=Paper=
{{Paper
|id=Vol-2103/paper_4
|storemode=property
|title=Towards Bias Detection in Online Text Corpora
|pdfUrl=https://ceur-ws.org/Vol-2103/paper_4.pdf
|volume=Vol-2103
|authors=Christoph Hube,Besnik Fetahu,Robert Jäschke
}}
==Towards Bias Detection in Online Text Corpora==
<pdf width="1500px">https://ceur-ws.org/Vol-2103/paper_4.pdf</pdf>
<pre>
Towards Bias Detection in Online Text Corpora

              Christoph Hube1 , Robert Jäschke2 and Besnik Fetahu1
          1
              L3S Research Center, Leibniz Universität Hannover, Germany
                                 {hube, fetahu}@L3S.de
2
  Institut für Bibliotheks- und Informationswissenschaft, Humboldt University Berlin,
                                         Germany
                               robert.jaeschke@hu-berlin.de


       Abstract.
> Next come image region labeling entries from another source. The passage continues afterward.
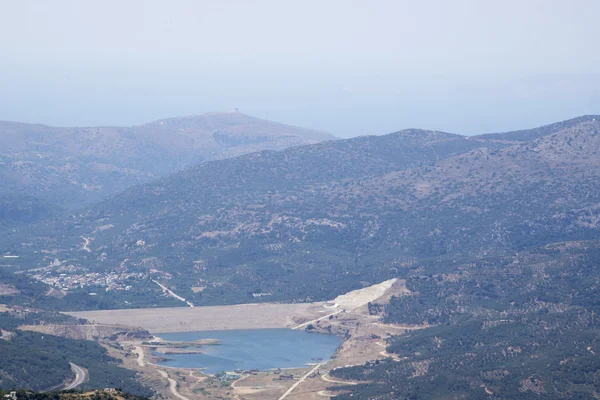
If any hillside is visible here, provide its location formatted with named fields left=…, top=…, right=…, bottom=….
left=0, top=117, right=600, bottom=400
left=0, top=111, right=333, bottom=224
left=4, top=115, right=600, bottom=306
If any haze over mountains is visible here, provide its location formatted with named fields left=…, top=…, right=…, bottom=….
left=0, top=111, right=333, bottom=221
left=0, top=113, right=600, bottom=400
left=6, top=116, right=600, bottom=304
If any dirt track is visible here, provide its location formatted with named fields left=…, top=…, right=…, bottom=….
left=67, top=303, right=315, bottom=333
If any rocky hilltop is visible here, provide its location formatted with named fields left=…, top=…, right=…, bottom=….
left=5, top=117, right=600, bottom=304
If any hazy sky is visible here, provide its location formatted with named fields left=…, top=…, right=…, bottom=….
left=0, top=0, right=600, bottom=136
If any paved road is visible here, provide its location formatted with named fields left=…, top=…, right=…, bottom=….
left=292, top=310, right=344, bottom=329
left=65, top=362, right=86, bottom=390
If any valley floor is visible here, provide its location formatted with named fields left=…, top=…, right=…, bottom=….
left=27, top=279, right=421, bottom=400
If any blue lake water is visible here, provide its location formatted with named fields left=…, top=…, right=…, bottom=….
left=156, top=329, right=341, bottom=374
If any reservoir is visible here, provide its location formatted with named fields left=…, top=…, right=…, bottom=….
left=156, top=329, right=341, bottom=374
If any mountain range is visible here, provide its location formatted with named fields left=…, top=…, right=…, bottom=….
left=0, top=114, right=600, bottom=400
left=5, top=116, right=600, bottom=304
left=0, top=111, right=334, bottom=222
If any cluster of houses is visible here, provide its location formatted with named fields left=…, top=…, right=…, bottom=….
left=32, top=272, right=146, bottom=291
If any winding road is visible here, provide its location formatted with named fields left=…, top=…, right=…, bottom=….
left=157, top=369, right=190, bottom=400
left=64, top=362, right=87, bottom=390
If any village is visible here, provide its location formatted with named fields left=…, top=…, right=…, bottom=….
left=28, top=265, right=170, bottom=295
Natural language textual corpora depending on their genre,
       often contain bias which reflect the point of view towards a subject of
       the original content creator. Even for sources like Wikipedia, a colla-
       boratively created encyclopedia, which follows a Neutral Point of View
       (NPOV) policy, the pages therein are prone to such violations, this due
       to either: (i) Wikipedia contributors not being aware of NPOV policies
       or (ii) intentional push towards specific points of views. We present an
       approach for identifying bias words in online textual corpora using se-
       mantic relations of word vectors created through word2Vec. The bias
       word lists created by our approach help on identifying biased language
       in online texts.


1    Introduction
To enforce neutrality and quality of the provided information, Wikipedia has
established several guidelines and policies. Neutral Point of View policy demands
Wikipedia editors to put aside their personal opinions on a topic and create
objective content. Even for information sources that allow opinions or where
opinions are part of the sources’ agenda (e.g. many news websites) it is helpful for
the readers to understand the intrinsic bias of sources. Especially in the context
of filter bubbles and echo chambers [1,7], bias detection plays an important role.
In this work we aim to detect automatically the use of explicit language bias,
i.e. bias that is introduced through specific words and phrases. Language bias
stands in contrast to more implicit bias that is introduced through gatekeeping
or coverage of specific topics [5]. As an example of language bias consider the
following two sentences:

 – “Barack Obama served as president of the United States.”
 – “Barack Obama unsuccessfully served as president of the United States.”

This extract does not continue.